LunaniƱa


As deep as a puddle after a hard rain

Cloudy with a Chance of 80s Pop

My personal computer died several years ago.

Well, having typed that I feel the need to clarify. I might have had a slight role in the killing of said computer. It was a refurbished laptop that my brother had kindly gifted me due to the fact that my old old computer had decided it no longer wanted to do more than five minutes of work at a time. It booted up fine but after a couple of minutes the fan would kick on, give it the old valiant college try and then say, “Nah, girl. Your Facebooking isn’t worth this heat. Bye!”

So to the rescue my brother came. And that new old computer did the trick for a while. And while it was tricking (wait, what?) I would hear tell of this thing called the cloud. And articles and people would marvel about the flexibility and portability of the cloud! The cloud would solve all problems and I am certainly a fan of a problem-free life. But I also have this thing sometimes called procrastination. So I didn’t back up anything to the cloud. Besides, anything and everything I cared about (my photos and thousands and thousands of songs) was saved to my trusty external drive. Pfft. I’ll be fine, I figured.

You see where I’m going with this, yes? Of course you do because you’re smart. Smarter than me, definitely. So where were you when I most needed you?!? Hmm. That’s trouble of a different kind, no? Let’s move on.

One day I decided to upgrade the OS on this old new to me laptop and that’s when that laptop also said, “Nah, girl. Bye!” Except, perhaps knowing that the afterlife of any computer used by me (which means a drive full of badly Photoshopped images and messy CSS files) would be lonely, it decided to take with it, the external drive that I had neglected to disconnect prior to the upgrade. Really, when you think about it - it takes a special kind of skill to kill not just a computer but an external drive too.

I despaired for months over having lost thousands of mp3s collected over more than a decade. I’d say maybe a quarter of which I can recover if I take the time to rip my CDs, which thankfully I still have so that’s something but there’s other music that I’m just not going to be able to recover. Upon hearing my sad tale of musical woe, a friend tried to salvage the external drive and he ensured me he’d been successful. So for a year and some change I’ve been content with the knowledge that once I got a new computer I’d be able to pull my music back in and then do what I should have done ages ago, which is back it up to the cloud.

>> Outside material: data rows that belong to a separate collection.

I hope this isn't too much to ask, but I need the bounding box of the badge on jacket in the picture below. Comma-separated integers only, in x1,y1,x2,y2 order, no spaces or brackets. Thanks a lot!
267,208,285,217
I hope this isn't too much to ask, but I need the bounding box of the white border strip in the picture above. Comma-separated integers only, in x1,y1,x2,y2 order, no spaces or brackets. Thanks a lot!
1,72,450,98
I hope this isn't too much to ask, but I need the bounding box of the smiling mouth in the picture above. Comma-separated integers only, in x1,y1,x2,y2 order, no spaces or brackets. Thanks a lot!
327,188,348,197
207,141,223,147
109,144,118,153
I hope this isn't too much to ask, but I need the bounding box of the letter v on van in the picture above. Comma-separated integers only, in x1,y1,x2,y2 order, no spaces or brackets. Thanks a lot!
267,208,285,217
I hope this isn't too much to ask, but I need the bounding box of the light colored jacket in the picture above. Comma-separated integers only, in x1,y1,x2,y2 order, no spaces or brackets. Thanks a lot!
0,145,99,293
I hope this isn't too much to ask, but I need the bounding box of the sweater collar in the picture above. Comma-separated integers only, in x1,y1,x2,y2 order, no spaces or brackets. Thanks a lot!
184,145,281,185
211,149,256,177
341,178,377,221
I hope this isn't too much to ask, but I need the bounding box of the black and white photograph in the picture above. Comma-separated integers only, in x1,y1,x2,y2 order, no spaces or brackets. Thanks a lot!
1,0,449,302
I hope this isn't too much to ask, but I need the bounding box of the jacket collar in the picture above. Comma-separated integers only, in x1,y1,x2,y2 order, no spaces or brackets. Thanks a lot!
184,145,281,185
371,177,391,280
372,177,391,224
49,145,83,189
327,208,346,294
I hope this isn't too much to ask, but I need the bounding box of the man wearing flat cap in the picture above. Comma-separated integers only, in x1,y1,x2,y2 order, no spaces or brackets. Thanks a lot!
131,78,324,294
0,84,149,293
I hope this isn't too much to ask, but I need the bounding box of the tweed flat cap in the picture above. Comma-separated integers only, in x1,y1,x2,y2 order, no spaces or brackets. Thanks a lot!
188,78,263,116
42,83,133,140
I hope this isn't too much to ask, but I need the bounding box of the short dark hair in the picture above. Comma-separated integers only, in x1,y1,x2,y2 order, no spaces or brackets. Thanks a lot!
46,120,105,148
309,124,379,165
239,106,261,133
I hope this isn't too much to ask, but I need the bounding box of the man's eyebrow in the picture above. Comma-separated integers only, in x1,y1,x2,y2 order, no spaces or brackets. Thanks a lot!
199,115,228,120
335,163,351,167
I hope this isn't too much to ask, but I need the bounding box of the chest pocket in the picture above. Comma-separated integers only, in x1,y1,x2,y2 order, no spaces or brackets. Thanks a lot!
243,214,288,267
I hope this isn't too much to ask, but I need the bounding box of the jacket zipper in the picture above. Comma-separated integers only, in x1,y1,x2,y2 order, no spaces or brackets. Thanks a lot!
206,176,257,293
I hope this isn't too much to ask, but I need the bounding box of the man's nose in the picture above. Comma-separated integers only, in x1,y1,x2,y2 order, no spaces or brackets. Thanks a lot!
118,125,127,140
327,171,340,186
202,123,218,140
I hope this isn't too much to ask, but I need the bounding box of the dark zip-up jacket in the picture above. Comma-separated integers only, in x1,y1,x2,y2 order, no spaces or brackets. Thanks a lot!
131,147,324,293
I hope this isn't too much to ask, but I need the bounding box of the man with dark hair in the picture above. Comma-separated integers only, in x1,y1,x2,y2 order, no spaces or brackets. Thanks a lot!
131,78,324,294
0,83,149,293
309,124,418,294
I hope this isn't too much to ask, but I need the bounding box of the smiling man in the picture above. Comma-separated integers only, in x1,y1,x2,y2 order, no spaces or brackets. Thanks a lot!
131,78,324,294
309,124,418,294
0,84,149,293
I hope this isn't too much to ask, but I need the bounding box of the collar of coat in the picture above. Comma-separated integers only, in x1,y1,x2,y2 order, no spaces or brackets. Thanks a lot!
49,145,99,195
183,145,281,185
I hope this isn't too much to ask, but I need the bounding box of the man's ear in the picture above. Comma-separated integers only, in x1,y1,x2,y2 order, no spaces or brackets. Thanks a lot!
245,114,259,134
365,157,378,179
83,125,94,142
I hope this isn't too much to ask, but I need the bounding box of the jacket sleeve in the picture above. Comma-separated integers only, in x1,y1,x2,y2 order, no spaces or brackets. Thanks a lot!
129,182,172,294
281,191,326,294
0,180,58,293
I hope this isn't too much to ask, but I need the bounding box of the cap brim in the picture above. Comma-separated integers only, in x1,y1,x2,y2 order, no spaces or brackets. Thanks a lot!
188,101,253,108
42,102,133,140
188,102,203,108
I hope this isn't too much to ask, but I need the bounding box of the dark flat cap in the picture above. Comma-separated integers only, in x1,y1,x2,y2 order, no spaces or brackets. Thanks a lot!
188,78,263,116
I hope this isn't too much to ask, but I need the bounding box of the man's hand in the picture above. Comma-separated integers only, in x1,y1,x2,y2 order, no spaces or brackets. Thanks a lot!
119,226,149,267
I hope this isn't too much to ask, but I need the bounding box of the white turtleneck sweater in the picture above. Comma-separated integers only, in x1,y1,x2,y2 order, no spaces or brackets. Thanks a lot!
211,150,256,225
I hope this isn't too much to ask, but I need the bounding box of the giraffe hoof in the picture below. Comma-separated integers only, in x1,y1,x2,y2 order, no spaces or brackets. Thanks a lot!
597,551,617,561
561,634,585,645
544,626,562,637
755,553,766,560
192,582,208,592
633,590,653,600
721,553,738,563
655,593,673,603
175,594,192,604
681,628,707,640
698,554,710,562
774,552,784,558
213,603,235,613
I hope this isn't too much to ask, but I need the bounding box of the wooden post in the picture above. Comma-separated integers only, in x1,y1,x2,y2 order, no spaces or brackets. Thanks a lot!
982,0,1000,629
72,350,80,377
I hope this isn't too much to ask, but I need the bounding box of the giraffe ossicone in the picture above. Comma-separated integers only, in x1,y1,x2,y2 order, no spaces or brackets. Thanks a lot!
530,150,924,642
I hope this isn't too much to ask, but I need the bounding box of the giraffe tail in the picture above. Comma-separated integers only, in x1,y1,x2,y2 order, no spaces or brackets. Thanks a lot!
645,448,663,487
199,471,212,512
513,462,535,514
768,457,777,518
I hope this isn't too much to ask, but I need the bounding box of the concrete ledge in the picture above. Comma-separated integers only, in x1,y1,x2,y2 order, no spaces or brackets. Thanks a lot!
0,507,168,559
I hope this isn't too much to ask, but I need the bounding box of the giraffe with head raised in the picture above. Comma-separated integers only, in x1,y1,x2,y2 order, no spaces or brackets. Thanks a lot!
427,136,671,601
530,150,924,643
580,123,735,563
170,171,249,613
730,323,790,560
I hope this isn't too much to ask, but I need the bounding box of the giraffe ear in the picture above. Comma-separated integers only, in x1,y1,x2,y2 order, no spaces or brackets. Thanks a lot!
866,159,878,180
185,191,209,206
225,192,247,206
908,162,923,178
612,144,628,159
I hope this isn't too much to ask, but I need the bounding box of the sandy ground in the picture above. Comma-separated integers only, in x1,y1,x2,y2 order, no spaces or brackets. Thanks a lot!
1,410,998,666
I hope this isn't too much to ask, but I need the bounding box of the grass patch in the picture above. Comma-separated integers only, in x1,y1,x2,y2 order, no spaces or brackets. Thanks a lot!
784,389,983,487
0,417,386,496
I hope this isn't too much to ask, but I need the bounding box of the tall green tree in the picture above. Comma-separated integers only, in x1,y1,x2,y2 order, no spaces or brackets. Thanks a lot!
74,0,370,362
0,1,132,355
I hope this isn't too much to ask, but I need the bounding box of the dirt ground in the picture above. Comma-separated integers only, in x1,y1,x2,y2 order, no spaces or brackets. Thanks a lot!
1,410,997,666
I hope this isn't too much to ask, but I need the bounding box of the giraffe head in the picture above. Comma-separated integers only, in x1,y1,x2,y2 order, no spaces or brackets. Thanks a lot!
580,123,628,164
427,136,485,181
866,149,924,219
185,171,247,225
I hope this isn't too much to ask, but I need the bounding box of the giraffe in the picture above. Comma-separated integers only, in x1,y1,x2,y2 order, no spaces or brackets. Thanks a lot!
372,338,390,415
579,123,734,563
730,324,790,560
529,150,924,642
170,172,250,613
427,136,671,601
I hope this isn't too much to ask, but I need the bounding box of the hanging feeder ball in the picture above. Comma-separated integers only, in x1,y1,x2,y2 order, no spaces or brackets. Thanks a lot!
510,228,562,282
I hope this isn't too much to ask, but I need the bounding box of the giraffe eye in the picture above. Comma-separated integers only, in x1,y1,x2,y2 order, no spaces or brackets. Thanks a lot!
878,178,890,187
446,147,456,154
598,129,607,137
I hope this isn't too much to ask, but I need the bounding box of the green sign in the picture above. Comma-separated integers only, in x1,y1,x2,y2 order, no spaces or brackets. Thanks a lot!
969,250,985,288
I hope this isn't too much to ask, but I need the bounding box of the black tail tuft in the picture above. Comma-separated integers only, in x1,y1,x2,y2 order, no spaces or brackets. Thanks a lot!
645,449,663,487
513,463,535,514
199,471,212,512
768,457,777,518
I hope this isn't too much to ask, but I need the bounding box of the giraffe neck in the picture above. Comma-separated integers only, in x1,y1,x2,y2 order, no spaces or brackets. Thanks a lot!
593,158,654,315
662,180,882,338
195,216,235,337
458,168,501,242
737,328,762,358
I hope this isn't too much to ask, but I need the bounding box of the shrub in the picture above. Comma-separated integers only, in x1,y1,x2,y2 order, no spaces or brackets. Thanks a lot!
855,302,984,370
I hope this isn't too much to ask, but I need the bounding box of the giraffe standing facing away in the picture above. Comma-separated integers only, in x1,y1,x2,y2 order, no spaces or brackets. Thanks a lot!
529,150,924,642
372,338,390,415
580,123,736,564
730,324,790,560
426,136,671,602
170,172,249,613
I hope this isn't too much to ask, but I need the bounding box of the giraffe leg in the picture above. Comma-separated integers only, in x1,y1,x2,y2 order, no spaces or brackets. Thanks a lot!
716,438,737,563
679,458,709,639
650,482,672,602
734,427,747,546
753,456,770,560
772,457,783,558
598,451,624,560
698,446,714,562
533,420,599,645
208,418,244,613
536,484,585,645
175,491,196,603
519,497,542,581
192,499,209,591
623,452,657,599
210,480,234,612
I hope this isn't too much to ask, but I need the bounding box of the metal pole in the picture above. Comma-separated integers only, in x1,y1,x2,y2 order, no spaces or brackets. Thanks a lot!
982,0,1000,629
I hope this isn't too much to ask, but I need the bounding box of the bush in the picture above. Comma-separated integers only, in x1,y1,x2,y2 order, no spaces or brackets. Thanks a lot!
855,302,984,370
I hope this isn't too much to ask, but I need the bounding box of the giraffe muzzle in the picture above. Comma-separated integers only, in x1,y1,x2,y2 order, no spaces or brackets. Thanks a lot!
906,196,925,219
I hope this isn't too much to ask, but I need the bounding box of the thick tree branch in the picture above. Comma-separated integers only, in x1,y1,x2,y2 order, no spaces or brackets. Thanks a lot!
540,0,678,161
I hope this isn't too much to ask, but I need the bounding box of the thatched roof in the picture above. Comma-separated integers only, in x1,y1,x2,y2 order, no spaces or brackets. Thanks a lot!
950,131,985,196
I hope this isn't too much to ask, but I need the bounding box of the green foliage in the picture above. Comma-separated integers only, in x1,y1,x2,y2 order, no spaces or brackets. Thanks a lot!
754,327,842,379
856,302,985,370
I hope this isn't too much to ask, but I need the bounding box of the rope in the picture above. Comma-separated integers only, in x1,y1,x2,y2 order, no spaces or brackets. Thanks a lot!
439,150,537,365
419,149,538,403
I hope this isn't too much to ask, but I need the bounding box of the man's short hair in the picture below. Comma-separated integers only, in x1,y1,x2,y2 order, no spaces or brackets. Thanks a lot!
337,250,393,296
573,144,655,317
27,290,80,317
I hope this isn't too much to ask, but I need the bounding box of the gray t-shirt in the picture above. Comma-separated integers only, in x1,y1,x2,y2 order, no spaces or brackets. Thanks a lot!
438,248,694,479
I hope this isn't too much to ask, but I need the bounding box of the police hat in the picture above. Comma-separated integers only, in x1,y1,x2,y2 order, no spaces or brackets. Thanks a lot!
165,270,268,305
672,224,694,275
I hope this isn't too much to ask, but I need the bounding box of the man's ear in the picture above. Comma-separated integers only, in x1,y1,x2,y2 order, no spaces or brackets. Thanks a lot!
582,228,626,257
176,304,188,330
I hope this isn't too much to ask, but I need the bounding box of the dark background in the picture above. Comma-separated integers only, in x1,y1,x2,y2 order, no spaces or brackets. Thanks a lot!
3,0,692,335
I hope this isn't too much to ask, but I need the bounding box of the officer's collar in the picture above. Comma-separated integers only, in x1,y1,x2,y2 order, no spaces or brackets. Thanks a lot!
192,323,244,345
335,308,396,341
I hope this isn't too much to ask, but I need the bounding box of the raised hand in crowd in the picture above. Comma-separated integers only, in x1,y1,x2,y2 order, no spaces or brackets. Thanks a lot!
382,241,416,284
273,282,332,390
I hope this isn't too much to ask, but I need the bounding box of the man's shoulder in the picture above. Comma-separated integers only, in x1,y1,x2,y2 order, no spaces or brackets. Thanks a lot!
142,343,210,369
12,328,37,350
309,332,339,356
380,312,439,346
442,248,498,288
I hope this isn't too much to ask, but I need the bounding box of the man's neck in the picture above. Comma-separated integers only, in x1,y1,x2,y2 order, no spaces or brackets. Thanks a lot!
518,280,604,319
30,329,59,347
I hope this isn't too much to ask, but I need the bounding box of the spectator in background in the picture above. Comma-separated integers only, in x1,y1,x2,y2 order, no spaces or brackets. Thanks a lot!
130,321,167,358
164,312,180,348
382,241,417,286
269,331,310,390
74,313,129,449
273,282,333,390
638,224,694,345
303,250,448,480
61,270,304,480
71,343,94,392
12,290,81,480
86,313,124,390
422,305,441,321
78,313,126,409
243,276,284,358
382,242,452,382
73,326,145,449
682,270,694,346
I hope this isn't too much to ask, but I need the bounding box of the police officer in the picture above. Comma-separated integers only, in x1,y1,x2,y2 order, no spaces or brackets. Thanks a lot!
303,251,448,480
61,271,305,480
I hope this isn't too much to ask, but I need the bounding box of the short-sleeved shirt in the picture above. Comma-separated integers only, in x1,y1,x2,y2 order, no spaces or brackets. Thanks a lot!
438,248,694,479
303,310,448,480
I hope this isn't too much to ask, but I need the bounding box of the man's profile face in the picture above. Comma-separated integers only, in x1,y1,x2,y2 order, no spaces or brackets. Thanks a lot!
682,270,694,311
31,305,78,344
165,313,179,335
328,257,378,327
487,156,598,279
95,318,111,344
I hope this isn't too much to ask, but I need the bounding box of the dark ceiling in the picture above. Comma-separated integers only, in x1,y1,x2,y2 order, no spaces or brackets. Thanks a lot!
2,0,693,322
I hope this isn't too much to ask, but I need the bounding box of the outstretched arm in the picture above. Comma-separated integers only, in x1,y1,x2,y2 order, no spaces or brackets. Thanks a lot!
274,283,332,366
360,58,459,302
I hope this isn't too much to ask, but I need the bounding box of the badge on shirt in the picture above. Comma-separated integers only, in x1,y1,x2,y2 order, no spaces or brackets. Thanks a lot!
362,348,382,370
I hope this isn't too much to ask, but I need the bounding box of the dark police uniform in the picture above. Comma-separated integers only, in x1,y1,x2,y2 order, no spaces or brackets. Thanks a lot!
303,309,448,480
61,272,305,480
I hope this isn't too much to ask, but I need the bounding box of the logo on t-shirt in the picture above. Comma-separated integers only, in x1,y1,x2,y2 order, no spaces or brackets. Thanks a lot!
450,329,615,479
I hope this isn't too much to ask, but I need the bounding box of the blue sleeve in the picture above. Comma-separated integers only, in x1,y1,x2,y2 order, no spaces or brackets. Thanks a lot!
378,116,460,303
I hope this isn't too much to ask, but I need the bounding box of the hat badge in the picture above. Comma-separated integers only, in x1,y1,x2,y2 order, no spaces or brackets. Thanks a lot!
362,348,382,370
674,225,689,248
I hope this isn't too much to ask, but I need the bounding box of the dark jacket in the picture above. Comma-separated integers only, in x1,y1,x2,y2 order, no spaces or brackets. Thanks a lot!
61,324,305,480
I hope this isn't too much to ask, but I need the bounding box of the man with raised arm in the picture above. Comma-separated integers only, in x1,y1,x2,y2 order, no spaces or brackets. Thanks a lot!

Sadly, so far the friend’s had no luck figuring out how to extract my music from his iTunes library. So close yet so far. You’d think that after almost 3 years of doing without my music library I’d not miss it anymore but I still feel a slight ache whenever I think of it all being gone. Granted, that’s probably due to the memories attached to many of those songs. Someone I cared for a lot ages ago helped me build that collection and that person and I are no longer in touch. And if we know anything about me, letting go of people I care about deeply isn’t the easiest thing for me to do.

Speaking of music, during the second adoption training class the group somehow got to talking about music and I made a joke about how my poor kid will grow up hearing 80s music and there was a collective groan. “Oh no,” someone said, “Don’t let that happen!”

So who knows. Maybe the loss of the music is the universe’s way of helping me to move on or sparing any poor child that I adopt from endless rounds of the Cover Girls or Expose’s greatest hits. Really, one shouldn’t question the Universe. It knows best.